In sum, our results raise the possibility that dysregulation of the innate immune system contributes to the neuromorphometric abnormalities observed in some patients with MDD. The potential existence of a positive association between the peripheral KA/QA ratio and principal component 2 and hippocampal and amygdalar GM volume is of both theoretical and clinical interest. Firstly, it raises the possibility that at least with respect to the kynurenine pathway, peripheral concentrations of metabolites may be reflective of depression-related changes in brain structure. Second, it has been hypothesized by other researchers that immune dysregulation predisposes to mood disorders via its effect on glutamatergic neurotransmission. In other words, abnormal NMDA receptor signaling may be the unifying mechanism underlying the glutamate and inflammation hypotheses of depression (Miller, 2013; Steiner et al, 2012; Walker et al, 2013).

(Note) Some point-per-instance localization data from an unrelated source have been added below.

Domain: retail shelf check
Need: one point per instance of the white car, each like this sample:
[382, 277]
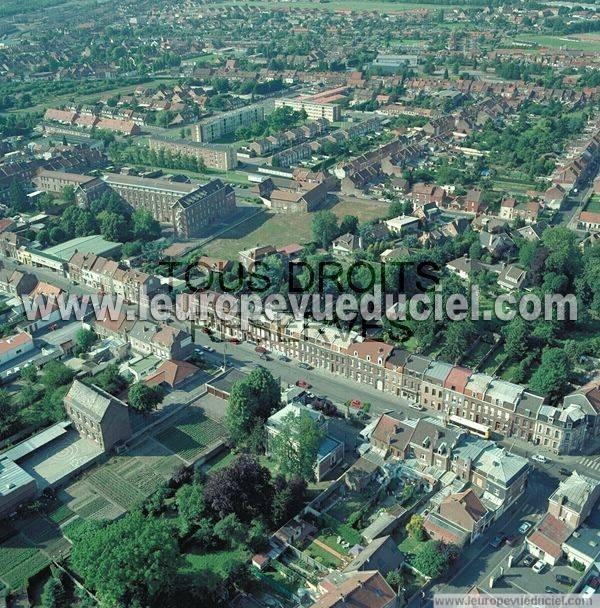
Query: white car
[538, 566]
[524, 527]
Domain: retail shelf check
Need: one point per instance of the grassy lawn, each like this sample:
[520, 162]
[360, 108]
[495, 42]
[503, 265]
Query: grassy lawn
[353, 5]
[218, 562]
[192, 435]
[322, 556]
[409, 545]
[19, 561]
[282, 229]
[593, 204]
[221, 461]
[583, 42]
[335, 528]
[126, 89]
[346, 506]
[59, 513]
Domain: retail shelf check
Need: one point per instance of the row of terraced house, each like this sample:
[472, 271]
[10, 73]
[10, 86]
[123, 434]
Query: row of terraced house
[508, 409]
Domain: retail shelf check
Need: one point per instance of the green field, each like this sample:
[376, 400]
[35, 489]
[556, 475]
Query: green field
[352, 5]
[323, 556]
[190, 437]
[19, 561]
[593, 205]
[126, 481]
[282, 229]
[583, 42]
[203, 564]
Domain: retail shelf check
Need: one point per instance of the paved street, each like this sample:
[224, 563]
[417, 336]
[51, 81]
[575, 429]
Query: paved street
[479, 561]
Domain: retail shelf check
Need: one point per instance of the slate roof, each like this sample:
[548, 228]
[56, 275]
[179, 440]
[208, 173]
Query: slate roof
[93, 401]
[382, 554]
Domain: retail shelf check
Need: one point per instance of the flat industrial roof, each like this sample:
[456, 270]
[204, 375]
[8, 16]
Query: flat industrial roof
[86, 244]
[12, 477]
[36, 442]
[162, 185]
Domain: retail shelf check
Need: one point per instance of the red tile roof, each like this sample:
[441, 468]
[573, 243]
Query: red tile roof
[457, 379]
[361, 590]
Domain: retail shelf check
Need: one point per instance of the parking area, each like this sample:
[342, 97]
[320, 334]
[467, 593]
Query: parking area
[521, 578]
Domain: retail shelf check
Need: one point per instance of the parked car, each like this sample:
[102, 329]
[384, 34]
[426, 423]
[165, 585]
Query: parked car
[528, 560]
[594, 582]
[539, 566]
[563, 579]
[524, 527]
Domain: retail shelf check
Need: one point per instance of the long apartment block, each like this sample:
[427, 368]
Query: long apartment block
[215, 127]
[187, 208]
[214, 156]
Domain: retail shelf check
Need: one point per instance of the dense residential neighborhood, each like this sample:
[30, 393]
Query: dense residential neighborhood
[299, 303]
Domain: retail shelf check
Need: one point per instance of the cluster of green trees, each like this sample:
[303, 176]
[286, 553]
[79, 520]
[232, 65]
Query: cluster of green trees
[38, 402]
[107, 215]
[528, 143]
[281, 119]
[137, 560]
[294, 449]
[556, 266]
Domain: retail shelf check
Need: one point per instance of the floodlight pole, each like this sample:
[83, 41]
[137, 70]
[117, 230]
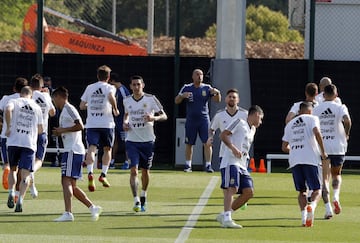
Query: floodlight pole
[40, 37]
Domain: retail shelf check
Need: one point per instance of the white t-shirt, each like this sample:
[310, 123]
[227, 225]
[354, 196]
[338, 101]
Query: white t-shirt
[43, 99]
[99, 109]
[242, 136]
[141, 131]
[3, 102]
[72, 140]
[304, 148]
[222, 119]
[331, 115]
[26, 117]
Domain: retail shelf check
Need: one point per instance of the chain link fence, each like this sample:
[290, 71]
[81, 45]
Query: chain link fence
[76, 26]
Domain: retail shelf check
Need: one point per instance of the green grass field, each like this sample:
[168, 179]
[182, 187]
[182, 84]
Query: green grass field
[176, 200]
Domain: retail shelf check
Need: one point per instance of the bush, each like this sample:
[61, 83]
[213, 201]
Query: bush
[263, 24]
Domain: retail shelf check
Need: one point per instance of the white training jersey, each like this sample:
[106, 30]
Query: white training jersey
[222, 119]
[320, 98]
[304, 148]
[72, 140]
[99, 109]
[141, 131]
[242, 136]
[43, 99]
[26, 117]
[3, 102]
[331, 115]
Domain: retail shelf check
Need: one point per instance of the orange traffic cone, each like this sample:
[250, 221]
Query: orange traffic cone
[262, 168]
[252, 166]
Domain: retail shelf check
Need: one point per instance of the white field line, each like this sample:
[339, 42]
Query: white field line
[193, 217]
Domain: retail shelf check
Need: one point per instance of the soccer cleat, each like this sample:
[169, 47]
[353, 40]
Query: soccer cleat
[220, 218]
[11, 203]
[18, 208]
[125, 166]
[187, 168]
[33, 191]
[328, 215]
[309, 217]
[5, 177]
[65, 217]
[337, 207]
[95, 212]
[137, 207]
[231, 224]
[104, 181]
[91, 185]
[209, 169]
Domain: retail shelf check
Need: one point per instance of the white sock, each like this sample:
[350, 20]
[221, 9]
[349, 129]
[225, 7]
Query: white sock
[90, 168]
[328, 207]
[336, 194]
[227, 216]
[104, 169]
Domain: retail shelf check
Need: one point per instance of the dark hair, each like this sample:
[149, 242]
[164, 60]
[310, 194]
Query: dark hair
[20, 82]
[103, 72]
[36, 81]
[114, 77]
[255, 108]
[136, 77]
[311, 89]
[61, 91]
[330, 90]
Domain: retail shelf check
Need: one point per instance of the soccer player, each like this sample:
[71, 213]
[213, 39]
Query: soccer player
[18, 85]
[196, 95]
[302, 139]
[311, 90]
[25, 123]
[235, 178]
[43, 99]
[99, 101]
[121, 93]
[70, 127]
[141, 111]
[223, 117]
[335, 124]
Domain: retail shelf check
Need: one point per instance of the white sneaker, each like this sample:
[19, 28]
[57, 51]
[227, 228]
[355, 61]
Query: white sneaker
[95, 212]
[33, 191]
[66, 217]
[231, 224]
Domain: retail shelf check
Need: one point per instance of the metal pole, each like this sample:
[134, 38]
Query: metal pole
[150, 26]
[311, 42]
[114, 17]
[40, 37]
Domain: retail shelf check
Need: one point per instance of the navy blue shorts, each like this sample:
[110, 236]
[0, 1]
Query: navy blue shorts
[71, 165]
[140, 154]
[192, 129]
[306, 175]
[21, 157]
[234, 176]
[41, 146]
[337, 160]
[100, 137]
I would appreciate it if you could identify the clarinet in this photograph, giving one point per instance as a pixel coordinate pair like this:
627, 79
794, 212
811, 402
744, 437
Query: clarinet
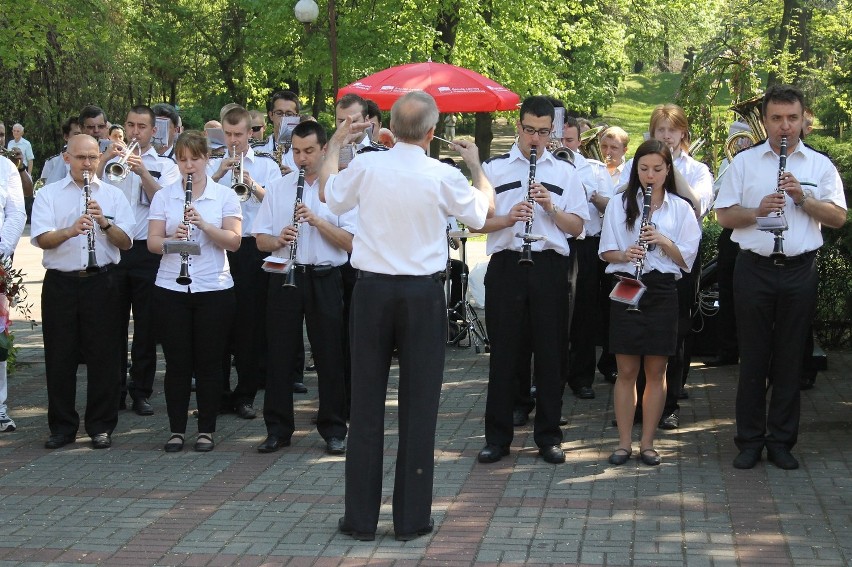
646, 220
290, 278
778, 249
526, 249
92, 265
183, 278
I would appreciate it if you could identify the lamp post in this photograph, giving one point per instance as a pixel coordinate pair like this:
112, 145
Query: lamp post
307, 11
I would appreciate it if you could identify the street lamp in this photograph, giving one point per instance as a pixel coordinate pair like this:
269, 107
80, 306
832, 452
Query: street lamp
307, 12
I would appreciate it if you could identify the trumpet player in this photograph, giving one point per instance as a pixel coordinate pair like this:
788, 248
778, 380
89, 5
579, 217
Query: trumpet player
647, 336
250, 281
145, 173
774, 303
538, 293
194, 319
322, 241
80, 307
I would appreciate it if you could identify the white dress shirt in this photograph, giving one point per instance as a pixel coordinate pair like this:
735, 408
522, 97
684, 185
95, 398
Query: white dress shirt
595, 179
13, 215
404, 198
754, 174
59, 205
509, 174
209, 270
674, 219
262, 169
276, 212
164, 170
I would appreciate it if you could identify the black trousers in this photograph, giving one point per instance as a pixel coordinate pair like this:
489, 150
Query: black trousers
134, 280
775, 306
586, 322
248, 334
81, 317
726, 321
409, 312
513, 292
194, 331
317, 300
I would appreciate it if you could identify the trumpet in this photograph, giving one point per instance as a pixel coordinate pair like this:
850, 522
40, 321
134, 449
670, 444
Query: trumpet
243, 191
184, 278
118, 170
290, 277
92, 264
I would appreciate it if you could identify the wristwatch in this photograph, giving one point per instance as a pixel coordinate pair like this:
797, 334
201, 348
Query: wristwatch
806, 194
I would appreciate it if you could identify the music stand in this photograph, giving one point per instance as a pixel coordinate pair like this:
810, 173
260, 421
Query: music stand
462, 318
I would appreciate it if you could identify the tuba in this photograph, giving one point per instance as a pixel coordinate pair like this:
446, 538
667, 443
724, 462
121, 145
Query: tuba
751, 111
590, 144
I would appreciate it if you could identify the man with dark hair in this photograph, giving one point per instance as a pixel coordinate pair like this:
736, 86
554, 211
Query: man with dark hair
322, 241
775, 298
93, 121
400, 249
146, 172
250, 281
536, 293
164, 110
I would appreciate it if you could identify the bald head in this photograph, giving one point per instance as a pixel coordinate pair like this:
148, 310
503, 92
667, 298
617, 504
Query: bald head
413, 116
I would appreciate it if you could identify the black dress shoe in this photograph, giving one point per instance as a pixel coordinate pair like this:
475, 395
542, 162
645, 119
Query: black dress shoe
747, 458
101, 441
245, 411
782, 459
417, 533
671, 421
58, 440
272, 443
492, 453
344, 528
335, 446
142, 407
722, 361
553, 454
585, 393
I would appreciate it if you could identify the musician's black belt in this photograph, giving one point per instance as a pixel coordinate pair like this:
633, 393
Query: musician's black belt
437, 276
306, 268
82, 273
786, 261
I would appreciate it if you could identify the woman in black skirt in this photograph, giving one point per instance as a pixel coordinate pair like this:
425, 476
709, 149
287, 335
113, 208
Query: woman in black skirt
666, 245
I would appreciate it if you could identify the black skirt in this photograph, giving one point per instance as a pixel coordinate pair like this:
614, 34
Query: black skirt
652, 330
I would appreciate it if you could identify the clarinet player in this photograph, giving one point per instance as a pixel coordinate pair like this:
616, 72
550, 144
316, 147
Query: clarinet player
79, 299
195, 318
775, 299
665, 245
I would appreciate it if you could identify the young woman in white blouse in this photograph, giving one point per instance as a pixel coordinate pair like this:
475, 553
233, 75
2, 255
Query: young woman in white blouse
195, 319
647, 337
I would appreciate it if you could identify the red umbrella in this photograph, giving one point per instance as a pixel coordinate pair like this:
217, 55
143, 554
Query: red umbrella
455, 89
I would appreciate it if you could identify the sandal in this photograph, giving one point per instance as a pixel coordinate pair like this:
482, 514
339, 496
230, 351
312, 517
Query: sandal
650, 457
620, 456
204, 443
174, 444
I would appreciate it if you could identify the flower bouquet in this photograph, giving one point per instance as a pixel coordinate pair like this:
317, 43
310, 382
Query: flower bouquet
12, 295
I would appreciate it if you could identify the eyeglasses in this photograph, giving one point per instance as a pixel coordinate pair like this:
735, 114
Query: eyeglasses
530, 131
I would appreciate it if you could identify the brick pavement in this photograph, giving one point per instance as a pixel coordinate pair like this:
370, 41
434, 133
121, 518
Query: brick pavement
136, 505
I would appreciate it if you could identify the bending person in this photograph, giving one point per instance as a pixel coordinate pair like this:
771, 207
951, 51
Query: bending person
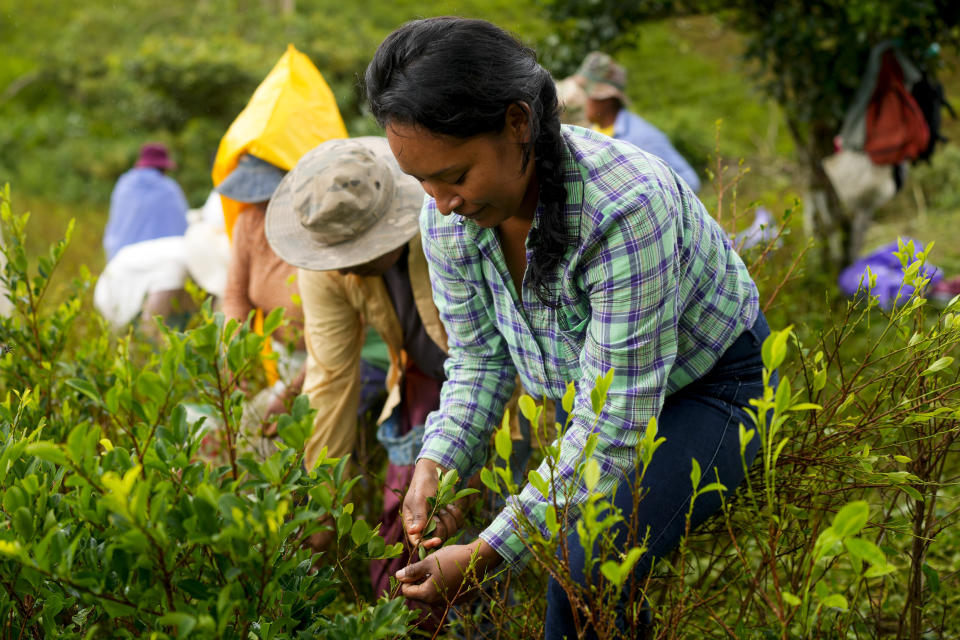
257, 278
559, 253
605, 82
347, 216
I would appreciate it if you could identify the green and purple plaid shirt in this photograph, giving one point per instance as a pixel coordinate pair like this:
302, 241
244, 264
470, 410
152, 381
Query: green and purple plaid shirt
649, 286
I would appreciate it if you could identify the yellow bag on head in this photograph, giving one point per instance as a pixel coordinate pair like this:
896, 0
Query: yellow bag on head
292, 111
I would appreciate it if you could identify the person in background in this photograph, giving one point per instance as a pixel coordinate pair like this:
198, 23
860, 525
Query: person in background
347, 217
257, 278
606, 107
145, 203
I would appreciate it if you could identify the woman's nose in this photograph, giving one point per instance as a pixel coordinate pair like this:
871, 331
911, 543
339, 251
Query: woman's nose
447, 200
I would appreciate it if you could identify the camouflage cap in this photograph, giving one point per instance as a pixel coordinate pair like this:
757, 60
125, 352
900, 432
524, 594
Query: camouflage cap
345, 203
573, 102
602, 78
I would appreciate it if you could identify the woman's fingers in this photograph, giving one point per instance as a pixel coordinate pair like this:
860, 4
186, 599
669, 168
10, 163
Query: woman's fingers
417, 581
414, 573
415, 510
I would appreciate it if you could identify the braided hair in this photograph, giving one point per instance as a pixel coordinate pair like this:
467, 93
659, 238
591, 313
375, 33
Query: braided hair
457, 77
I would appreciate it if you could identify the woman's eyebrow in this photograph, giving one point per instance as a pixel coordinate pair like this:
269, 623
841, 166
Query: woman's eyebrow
444, 171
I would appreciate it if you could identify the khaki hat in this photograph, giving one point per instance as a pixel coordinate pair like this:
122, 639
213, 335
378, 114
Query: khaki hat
345, 203
602, 78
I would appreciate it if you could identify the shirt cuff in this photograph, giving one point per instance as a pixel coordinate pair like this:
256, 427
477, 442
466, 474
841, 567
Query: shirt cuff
446, 451
503, 535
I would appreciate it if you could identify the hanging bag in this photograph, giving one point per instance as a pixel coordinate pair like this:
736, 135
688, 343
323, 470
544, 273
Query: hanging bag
896, 127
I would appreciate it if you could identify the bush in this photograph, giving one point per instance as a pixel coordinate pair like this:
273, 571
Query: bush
112, 526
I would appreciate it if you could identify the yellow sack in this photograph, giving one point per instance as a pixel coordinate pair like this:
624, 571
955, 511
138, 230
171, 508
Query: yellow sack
291, 112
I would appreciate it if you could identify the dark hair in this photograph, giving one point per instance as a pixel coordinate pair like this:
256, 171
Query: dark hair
458, 77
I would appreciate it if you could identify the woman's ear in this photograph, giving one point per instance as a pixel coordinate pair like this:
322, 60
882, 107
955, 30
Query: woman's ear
518, 122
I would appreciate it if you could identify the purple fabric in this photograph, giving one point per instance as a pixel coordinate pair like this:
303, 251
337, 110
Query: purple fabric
889, 275
145, 204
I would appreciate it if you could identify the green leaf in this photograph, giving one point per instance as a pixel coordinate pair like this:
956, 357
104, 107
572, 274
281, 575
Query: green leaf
910, 491
774, 348
790, 599
273, 321
360, 532
184, 622
150, 385
344, 524
933, 578
783, 395
851, 518
46, 450
611, 571
835, 601
591, 473
940, 364
567, 400
528, 408
877, 570
550, 516
539, 483
503, 442
23, 523
85, 387
490, 481
865, 550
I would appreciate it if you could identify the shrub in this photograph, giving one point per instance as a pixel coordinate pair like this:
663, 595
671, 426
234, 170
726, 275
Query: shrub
112, 526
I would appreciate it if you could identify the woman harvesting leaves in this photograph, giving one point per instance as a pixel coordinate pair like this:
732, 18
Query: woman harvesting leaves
558, 253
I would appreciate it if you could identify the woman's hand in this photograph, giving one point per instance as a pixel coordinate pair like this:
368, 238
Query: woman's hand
441, 576
423, 485
447, 520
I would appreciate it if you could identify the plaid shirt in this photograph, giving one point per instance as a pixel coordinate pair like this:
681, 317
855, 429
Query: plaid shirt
649, 286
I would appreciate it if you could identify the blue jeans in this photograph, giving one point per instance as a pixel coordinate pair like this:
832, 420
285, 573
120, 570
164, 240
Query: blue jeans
699, 421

Although we cannot demonstrate that KA and QA are at high enough physiological concentrations in the hippocampus and amygdala to affect glutamate release, the correlations between the neuroprotective ratios and GM volumes reported here suggest that the potential effects of KA and QA on glutamatergic neurotransmission are worthy of future study. Third, our results support the hypothesis that pharmacological agents such as KMO inhibitors (the KMO enzyme metabolizes KYN into 3HK) that shunt the catabolism of KYN away from 3HK and toward KA may exert neuroprotective and/or antidepressant effects and therefore may constitute novel targets for drug development (Haroon et al, 2012; Stone and Darlington, 2002).

FUNDING AND DISCLOSURE

Jonathan Savitz has received research funding from Janssen Pharmaceuticals for an independent study. Wayne C Drevets is an employee of Janssen Pharmaceuticals of Johnson & Johnson (Titusville, NJ, USA) and has received within the past 3 years salary from University of Oklahoma Health Sciences Center, and lecture honoraria or consulting fees from Johns-Hopkins University, The University of Michigan, University of Illinois at Chicago, University of Kansas-Wichita, Washington University School of Medicine, St Louis, The Taiwanese Society of Biological Psychiatry and Neuropsychopharmacology, Janssen Pharmaceuticals, and Myriad/ Rules Based Medicine. Dr Dantzer has received consulting fees from Ironwood Pharma (Cambridge, MA), and an honorarium from Pfizer, France. The other authors declare no conflict of interest.